Among its provisions, the bill will help veterans exposed to toxic burn pits used in Iraq, Afghanistan and elsewhere, used to incinerate environmental hazards and other refuse. The bill will remove the burden of proof from veterans seeking care for conditions related to burn pit exposure.

It will expand treatment eligibility and disability benefits for an estimated 3.5 million veterans, many of whom were exposed to toxins around the world while serving their country. The bill adds 23 additional diseases as presumed to be linked to military service, providing much quicker approval for benefits.

Biden, who already said he would sign the bill quickly, believes that Beau Biden, his late son who died of brain cancer, was sickened by his exposure to burn pits while serving as a National Guardsman.

The Congressional Budget Office estimated the sweeping legislation – the most comprehensive ever passed for military veterans – will cost almost $300 billion over the next decade.

Passage Gives Those Harmed at Camp Lejeune Legal Recourse

The PACT Act also will allow military veterans harmed by contaminated water at Marine Corps Base Camp Lejeune in North Carolina to file water contamination lawsuits against the federal government.
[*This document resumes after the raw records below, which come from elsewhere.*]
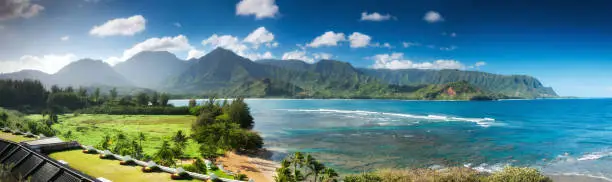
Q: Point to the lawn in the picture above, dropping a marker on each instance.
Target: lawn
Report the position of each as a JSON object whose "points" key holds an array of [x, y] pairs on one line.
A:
{"points": [[92, 165], [89, 129], [14, 138]]}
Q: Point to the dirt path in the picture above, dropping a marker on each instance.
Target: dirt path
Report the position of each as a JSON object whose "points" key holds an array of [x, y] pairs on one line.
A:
{"points": [[257, 169]]}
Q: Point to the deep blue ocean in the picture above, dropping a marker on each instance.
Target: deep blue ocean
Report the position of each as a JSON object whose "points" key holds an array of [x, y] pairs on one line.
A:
{"points": [[560, 136]]}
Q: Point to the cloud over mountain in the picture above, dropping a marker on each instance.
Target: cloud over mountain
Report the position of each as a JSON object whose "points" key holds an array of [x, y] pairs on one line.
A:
{"points": [[375, 16], [397, 61], [120, 26], [260, 8], [10, 9]]}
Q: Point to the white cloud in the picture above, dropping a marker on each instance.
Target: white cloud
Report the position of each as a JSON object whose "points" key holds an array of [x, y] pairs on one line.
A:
{"points": [[359, 40], [10, 9], [261, 36], [257, 56], [120, 26], [299, 55], [170, 44], [226, 41], [327, 39], [448, 48], [452, 34], [386, 44], [374, 16], [322, 55], [260, 8], [48, 63], [410, 44], [194, 53], [397, 61], [433, 17], [477, 65]]}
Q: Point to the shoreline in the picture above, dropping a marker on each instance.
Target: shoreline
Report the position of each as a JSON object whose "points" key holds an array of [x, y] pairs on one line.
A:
{"points": [[577, 178], [254, 167]]}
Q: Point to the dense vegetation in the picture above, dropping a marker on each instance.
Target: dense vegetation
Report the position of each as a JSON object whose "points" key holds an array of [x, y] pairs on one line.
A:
{"points": [[223, 73], [30, 96], [304, 167], [225, 126], [513, 86], [15, 120], [300, 167], [455, 174]]}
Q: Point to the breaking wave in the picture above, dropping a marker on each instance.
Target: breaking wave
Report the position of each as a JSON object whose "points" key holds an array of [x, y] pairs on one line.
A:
{"points": [[484, 122]]}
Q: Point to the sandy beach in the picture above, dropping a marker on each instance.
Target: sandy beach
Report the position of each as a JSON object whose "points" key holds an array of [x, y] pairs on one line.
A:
{"points": [[260, 170], [576, 178]]}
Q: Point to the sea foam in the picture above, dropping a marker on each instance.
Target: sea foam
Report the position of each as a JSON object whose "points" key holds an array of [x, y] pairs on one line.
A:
{"points": [[484, 122]]}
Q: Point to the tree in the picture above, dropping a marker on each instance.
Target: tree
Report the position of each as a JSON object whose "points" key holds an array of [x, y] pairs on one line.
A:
{"points": [[3, 116], [136, 150], [192, 103], [284, 174], [123, 145], [292, 167], [164, 155], [82, 92], [142, 99], [55, 89], [239, 112], [180, 141], [105, 143], [163, 99], [297, 160], [155, 99], [209, 152], [113, 93], [314, 166], [96, 95], [141, 137]]}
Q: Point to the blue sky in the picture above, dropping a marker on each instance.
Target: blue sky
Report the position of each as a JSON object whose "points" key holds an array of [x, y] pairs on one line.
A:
{"points": [[566, 44]]}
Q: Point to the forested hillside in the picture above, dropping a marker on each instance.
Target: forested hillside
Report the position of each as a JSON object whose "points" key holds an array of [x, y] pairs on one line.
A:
{"points": [[224, 73]]}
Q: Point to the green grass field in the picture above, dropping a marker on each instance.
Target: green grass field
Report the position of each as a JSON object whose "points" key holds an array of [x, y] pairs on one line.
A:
{"points": [[110, 169], [90, 129], [14, 138]]}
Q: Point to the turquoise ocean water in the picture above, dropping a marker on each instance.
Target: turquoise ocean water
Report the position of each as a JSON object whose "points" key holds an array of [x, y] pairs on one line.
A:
{"points": [[561, 136]]}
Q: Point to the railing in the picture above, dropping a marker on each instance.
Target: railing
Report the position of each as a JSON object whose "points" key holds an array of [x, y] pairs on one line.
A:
{"points": [[25, 163]]}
Under the law, the U.S. government will be precluded from asserting immunity at Camp Lejeune that otherwise would be available in response to litigation.

It also overrides the long-standing state law in North Carolina that prohibits the filing of claims after 10 years. Camp Lejeune water contamination has been identified as an issue for those on base from 1953 to 1987.

An estimated 900,000 people were potentially exposed to unsafe drinking water, which was contaminated by toxins such as trichloroethylene and benzene. They included active-duty military personnel and families, National Guardsmen, Army Reservists and civilians living nearby.

PACT Act Faced Funding Disputes

Controversy surrounding the PACT Act’s passage stemmed from late-stage negotiations over exactly how the bill would be funded and provisions that went beyond helping military veterans and families.

The Senate initially passed the bill earlier this year, sending it to the House of Representatives. It passed the House with some slight revisions, requiring the Senate to vote again. 

When 25 Republican Senators rejected the changes and the bill failed to advance July 27, further negotiations ensued. Issues included more scrutiny on how to pay for the legislation and how to assist the Department of Veterans Affairs health care program from being overwhelmed by an influx of new patients.

“I have a message to the VA: You better get it right, you better deliver now,” said Democratic Sen. Richard Blumenthal of Connecticut. “These veterans already have waited too long. The VA, for too long, has been part of the problem, not the solution.”

Although many injured veterans already are covered by VA benefits, some receive only limited coverage or are turned away unless they can prove their illnesses stemmed from military service.

“Passage of the PACT Act is a landmark victory for veterans of all ages, of all conflicts, and their families,” said Timothy Borland, commander-in-chief of the Veterans of Foreign Wars. “Too many of our veterans have suffered over the years from effects of toxic exposure, with no medical care.”